Getting ink: "We cannot do a story without a person to wrap it around," she advises. Beyond that, "I’m really looking for stories that [readers] would go out and tell their friends about, and their friends would say, ‘that’s really amazing.’" She offers these additional tips:
• Find the story beyond the procedure — Often it’s not a treatment that gets her attention, but a compelling personal story tied to the procedure. For example, "heart transplants in and of themselves aren’t all that compelling," she says. "But we had a one-page story on two heart transplant candidates in Texas who fell in love. That’s a really sweet story. It’s not the heart transplant, it’s that extra ‘what happens’ as a result of it." Another example was "two families that bonded over their children having the same illness."

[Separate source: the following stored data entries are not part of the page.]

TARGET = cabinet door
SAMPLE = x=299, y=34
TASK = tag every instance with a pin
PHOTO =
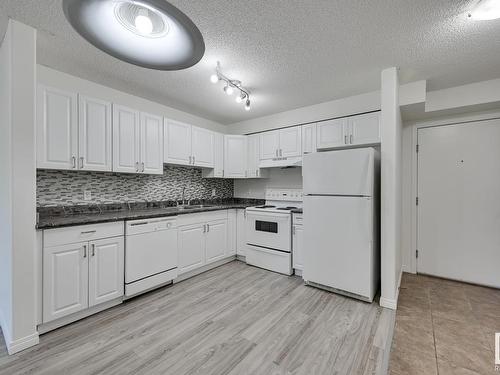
x=290, y=142
x=94, y=128
x=57, y=128
x=269, y=145
x=151, y=144
x=308, y=138
x=65, y=280
x=177, y=143
x=332, y=133
x=298, y=247
x=216, y=240
x=202, y=141
x=365, y=129
x=235, y=156
x=125, y=140
x=241, y=240
x=106, y=270
x=191, y=245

Egan has a personal interest in clinical trials, but again, any drug or device "would have to be really amazing" to catch her attention, she says. "I’d look at it, but I’d have to see specifics." Still, "I always thought it would be interesting to follow an amazing drug through the clinical trial process." For example, "they’re doing so many things with autism these days."
• Offer a unique angle — "Everyone’s done the ‘sperm donor with 150 kids’ story," but Egan wrote about a mom whose sperm donor had a potentially fatal genetic heart defect. "She found out just because of her own detective work in trying to track him down, and it turned out that he’d had something like 35 kids, and they all needed to be tested."
• Query your doctors for patient stories — "What I think PR people [at hospitals] should do more is send periodic emails to their doctors and say ‘Here’s what this reporter is looking for. Do you have an extraordinary patient?’ I know there are amazing stories out there. I’m not seeing them and I’m eager to see them. But it can’t just be ‘this study came out and here’s the finding.’"
• Be sure patients aren’t camera shy — "It has to be something where we can tell the story visually," she says, and this means that the person at the core of the story should be willing to be photographed.
• Suggest experts for sidebars — In some cases, stories will be accompanied by sidebars providing background on the condition. In these, "we do quote experts," she says. Typically, she’ll try to find her own, but she doesn’t mind pitches pointing her to the top experts in specific fields.
• Set realistic expectations — but don’t be discouraged — "For every 10 stories I pitch to my editor, I get maybe one [assignment]," she notes. "It’s just the nature of the beast. I hope you don’t get discouraged that it’s a high bar." Still, "we’re hungry for these stories."
Pitch: Reach her via email at nicole_egan@peoplemag.com. "It doesn’t have to be long — two or three paragraphs," she says. Be sure to include a descriptive subject line, such as "Amazing Face Transplant" or "Amazing Personal Story," and tailor the pitch. "I don’t want the standard press release about it," she advises.